Multiprocessing cuda tensor proliferation on 'cuda:0'

bapi · February 13, 2020, 3:17pm

Hi,

My program implements sharing GPU models/tensors in a class by multiple processes. Below is an MWP:

import time
import torch
import multiprocessing as mp
import torch.multiprocessing as tmp


def work(rank, t):
    print("Working")
    time.sleep(10)
    return


class Tester(object):
    def __init__(self, num_proc):
        self.device = 'cuda:1'
        self.tensor = torch.zeros(1).to(self.device)
        self.np = num_proc

    def run(self):
        procs = [mp.Process(target=work, args=(rank, self,)) for rank in range(self.np)]
        [p.start() for p in procs]
        [p.join() for p in procs]
        # tmp.spawn(work, nprocs=self.np, args=(self,))
        

def main():
    t = Tester(4)
    t.run()


if __name__ == '__main__':
    mp.set_start_method('spawn', force=True)
    main()

Essentially, the processes are sharing a tensor which is on ‘cuda:1’. On starting the program, gpustat looks like the following:

However, just before the exit, gpustat shows the following memory use:

Now, in my actual implementation, wherein I have multiple processes sharing models on each of the GPUs in the system, this results in not enough memory on ‘cuda:0’ and some cudNN errors.

I checked if torch.multiprocessing wrapper, instead of python multiprocessing, has the same issue; and, it does.

What exactly is going wrong here?

Thank you.

bapi · February 13, 2020, 6:23pm

Furthermore, it seems that the memory is actually filled with garbage; notice the size occupied (>2100MB) for just a torch.zeros(1)!

Moreover, I notice that when the device on which processes are run is set as ‘cuda:0’, ‘cuda:1’ gets memory allocated over as 12 MB.

What is exactly happening here?

albanD · February 13, 2020, 6:28pm

So you means that, on exit, we initialize cuda on device 0?

Note that one way to avoid this is to use CUDA_VISIBLE_DEVICES=1 to make sure you never use other GPUs.

bapi · February 13, 2020, 6:31pm

Thanks for the response.
However, my requirement is not running the code on one of the GPUs; indeed, I need to run the code on all the GPUs available.

albanD · February 13, 2020, 7:06pm

But this env variable can be set on a per-process basis.
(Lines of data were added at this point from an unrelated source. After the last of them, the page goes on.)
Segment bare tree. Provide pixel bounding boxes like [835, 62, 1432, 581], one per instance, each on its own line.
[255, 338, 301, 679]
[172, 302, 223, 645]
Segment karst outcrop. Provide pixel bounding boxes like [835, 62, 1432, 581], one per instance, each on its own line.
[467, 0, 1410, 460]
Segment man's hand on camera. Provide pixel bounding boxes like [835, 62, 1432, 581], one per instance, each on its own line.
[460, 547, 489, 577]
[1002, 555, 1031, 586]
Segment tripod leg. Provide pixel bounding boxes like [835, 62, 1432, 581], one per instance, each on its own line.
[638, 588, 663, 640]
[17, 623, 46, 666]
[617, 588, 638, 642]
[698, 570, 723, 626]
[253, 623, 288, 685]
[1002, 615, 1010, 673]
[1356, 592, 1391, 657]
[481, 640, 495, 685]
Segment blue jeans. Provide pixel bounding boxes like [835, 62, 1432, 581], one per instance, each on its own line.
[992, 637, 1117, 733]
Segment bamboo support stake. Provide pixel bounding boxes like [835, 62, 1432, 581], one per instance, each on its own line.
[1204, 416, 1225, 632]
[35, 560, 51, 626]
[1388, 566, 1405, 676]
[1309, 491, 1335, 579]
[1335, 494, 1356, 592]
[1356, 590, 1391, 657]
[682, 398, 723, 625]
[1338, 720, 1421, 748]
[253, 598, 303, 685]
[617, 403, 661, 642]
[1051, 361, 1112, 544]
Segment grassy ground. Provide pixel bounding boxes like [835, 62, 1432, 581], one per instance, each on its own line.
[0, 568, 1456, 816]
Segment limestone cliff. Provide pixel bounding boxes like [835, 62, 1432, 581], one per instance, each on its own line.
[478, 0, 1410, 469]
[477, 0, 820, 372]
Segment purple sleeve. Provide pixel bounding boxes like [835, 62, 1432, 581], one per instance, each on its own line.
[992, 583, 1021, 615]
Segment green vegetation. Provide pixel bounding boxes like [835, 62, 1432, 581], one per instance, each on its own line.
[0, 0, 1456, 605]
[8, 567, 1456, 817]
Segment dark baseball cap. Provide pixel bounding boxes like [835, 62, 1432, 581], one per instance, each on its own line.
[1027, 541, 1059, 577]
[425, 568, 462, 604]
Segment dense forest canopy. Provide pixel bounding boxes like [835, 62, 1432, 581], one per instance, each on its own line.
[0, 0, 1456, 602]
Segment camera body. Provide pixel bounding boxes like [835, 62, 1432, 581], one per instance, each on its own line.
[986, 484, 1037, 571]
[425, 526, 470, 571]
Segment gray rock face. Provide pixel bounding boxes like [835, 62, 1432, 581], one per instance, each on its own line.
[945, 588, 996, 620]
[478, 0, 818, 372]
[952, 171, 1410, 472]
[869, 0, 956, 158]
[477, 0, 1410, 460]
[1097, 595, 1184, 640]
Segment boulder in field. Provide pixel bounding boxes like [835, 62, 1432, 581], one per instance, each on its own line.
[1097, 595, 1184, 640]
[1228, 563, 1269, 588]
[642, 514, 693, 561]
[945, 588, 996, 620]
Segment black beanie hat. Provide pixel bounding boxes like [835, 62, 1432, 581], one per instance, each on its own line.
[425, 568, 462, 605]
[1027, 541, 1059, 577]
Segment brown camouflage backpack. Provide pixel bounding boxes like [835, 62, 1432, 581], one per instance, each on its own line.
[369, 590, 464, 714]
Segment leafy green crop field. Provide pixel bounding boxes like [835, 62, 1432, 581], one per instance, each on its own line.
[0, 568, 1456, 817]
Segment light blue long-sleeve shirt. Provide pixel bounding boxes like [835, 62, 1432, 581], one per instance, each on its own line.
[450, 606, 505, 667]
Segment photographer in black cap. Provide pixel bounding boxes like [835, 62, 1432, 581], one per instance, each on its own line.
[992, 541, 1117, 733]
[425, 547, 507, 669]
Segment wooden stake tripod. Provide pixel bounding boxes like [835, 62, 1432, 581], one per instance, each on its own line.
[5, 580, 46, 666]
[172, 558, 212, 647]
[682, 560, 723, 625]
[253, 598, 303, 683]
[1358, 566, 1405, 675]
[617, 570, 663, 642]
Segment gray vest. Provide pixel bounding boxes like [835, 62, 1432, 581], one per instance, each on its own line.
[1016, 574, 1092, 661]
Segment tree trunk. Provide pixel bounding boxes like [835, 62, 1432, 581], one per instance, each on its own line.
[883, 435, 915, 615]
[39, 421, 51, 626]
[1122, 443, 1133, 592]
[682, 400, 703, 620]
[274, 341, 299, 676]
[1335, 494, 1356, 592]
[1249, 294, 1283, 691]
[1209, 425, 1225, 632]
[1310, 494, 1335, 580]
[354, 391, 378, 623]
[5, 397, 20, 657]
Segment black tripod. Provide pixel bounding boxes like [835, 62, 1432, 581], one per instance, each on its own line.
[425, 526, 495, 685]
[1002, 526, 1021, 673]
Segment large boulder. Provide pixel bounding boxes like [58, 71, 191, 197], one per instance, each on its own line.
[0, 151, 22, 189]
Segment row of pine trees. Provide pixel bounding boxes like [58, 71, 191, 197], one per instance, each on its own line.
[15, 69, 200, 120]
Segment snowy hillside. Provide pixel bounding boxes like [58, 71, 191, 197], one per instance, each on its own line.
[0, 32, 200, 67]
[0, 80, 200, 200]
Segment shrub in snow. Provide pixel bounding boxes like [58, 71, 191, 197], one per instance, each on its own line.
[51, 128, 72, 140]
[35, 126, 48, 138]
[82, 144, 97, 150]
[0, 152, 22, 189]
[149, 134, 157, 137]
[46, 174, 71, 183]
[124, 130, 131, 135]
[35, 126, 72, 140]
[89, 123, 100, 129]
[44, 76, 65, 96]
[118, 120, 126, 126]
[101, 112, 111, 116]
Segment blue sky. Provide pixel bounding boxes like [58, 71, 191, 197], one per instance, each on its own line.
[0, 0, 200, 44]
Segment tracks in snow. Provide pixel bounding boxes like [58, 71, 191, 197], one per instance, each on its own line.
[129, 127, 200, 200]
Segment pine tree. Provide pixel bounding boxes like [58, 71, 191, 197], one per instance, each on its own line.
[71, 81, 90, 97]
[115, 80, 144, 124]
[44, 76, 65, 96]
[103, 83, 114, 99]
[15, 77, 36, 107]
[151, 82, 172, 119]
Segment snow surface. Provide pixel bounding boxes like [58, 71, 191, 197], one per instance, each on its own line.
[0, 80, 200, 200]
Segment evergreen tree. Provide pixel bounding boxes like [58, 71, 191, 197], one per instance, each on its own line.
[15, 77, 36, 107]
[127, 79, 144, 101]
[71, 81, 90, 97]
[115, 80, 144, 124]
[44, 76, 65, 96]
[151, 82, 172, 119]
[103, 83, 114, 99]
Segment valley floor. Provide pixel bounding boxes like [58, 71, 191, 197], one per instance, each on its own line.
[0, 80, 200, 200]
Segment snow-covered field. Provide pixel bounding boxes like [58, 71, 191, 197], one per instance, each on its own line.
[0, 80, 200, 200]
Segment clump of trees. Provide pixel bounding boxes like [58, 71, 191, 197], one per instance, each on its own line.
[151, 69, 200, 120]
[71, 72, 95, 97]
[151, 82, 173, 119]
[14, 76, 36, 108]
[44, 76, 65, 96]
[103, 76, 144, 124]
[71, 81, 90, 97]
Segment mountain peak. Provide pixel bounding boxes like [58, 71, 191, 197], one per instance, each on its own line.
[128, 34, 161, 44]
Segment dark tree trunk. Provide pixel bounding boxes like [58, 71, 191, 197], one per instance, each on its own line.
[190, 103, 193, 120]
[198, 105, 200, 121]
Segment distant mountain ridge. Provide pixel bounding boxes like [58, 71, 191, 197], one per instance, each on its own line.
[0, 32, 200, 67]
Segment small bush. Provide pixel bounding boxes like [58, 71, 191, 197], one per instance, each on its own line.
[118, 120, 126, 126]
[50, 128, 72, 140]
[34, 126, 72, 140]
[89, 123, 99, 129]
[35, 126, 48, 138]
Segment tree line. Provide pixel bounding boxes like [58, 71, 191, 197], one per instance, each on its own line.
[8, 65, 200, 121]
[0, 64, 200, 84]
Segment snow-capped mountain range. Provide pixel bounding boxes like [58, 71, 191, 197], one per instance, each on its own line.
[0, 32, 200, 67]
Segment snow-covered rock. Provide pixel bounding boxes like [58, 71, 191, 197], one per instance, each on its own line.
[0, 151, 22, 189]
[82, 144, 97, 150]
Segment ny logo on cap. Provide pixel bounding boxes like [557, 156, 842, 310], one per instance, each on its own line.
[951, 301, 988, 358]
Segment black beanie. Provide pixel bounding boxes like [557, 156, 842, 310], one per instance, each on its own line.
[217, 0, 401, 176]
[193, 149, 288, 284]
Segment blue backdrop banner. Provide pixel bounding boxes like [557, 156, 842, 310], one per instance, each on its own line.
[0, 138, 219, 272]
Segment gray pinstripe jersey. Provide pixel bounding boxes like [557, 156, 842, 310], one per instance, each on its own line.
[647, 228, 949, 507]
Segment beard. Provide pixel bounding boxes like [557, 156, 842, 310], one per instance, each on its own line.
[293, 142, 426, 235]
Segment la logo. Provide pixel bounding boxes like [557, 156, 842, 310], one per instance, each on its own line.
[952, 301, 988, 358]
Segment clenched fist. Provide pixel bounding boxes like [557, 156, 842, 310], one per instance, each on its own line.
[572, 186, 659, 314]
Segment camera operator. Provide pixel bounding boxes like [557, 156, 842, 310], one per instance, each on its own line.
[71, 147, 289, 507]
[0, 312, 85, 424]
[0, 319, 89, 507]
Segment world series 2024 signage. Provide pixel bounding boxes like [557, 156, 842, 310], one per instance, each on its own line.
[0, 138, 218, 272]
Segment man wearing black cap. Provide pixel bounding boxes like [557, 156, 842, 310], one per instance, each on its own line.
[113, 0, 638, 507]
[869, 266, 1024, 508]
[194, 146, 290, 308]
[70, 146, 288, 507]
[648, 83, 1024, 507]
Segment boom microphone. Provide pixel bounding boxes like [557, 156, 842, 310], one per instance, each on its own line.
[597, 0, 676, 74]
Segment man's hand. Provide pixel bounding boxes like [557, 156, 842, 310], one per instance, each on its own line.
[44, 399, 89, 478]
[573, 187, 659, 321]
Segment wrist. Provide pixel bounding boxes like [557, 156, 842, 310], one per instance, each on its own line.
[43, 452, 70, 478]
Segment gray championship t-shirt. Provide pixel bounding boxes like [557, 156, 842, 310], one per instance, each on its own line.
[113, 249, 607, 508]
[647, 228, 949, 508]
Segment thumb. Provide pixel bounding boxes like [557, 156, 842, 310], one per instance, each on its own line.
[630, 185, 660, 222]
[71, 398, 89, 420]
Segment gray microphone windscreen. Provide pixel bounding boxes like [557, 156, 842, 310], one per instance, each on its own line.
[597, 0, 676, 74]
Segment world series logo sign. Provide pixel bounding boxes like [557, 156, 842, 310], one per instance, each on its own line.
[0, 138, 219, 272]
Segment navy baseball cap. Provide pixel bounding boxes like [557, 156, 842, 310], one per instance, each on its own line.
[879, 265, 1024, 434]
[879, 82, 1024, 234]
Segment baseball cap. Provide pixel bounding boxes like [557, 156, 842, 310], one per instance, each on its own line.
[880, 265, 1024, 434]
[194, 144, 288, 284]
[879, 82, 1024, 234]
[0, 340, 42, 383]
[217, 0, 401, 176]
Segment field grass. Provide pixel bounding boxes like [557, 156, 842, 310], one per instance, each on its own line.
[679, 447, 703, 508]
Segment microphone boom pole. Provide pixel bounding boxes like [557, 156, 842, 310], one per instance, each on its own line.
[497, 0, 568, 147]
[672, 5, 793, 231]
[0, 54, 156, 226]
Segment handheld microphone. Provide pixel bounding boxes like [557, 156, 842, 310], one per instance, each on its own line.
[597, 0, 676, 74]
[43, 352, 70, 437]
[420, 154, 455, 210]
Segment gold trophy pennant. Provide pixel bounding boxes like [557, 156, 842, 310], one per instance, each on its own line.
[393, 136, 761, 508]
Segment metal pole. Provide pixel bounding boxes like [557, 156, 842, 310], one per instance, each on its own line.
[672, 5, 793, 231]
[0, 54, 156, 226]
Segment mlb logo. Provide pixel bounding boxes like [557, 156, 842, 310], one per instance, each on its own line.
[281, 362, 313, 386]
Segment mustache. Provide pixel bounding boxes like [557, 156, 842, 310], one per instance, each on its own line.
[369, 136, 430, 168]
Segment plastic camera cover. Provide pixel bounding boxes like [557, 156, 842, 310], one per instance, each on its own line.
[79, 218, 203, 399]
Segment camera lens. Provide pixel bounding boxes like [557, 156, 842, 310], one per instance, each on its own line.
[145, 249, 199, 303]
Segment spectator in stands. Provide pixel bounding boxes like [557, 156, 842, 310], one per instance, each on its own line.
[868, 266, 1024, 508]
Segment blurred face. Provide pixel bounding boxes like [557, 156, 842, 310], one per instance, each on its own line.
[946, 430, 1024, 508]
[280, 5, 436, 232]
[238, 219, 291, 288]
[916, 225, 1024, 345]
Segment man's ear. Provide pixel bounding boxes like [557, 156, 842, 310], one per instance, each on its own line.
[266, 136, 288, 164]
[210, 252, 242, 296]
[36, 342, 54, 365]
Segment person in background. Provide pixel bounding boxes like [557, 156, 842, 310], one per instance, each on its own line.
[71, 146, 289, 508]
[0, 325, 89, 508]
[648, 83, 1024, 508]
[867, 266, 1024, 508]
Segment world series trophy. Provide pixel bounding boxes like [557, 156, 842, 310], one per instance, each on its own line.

From what I understand above, a process should only use one GPU no?

The problem you’re seeing is that a worker that should run only on GPU1 actually use GPU0 right?

bapi · February 13, 2020, 7:37pm

Perfect! Thanks for this idea. It worked.

However, the other issue is still persisting. Only a torch.zeros(1), or for that matter, any small tensor takes up that huge sized memory of roughly 2000 MB. Any idea why that is happening?

Thanks.

albanD · February 13, 2020, 7:40pm

Yes, that memory is used by the cuda driver and runtime. Just doing a CudaInit eats up all that memory :’(
This is why we try to only init on the GPU that are actually used.

bapi · February 13, 2020, 7:42pm

Thanks for this info.
So, in actuality, I should safely leave out that much memory from my overall requirement?

albanD · February 13, 2020, 7:49pm

Yes you need to leave out this much memory for each process.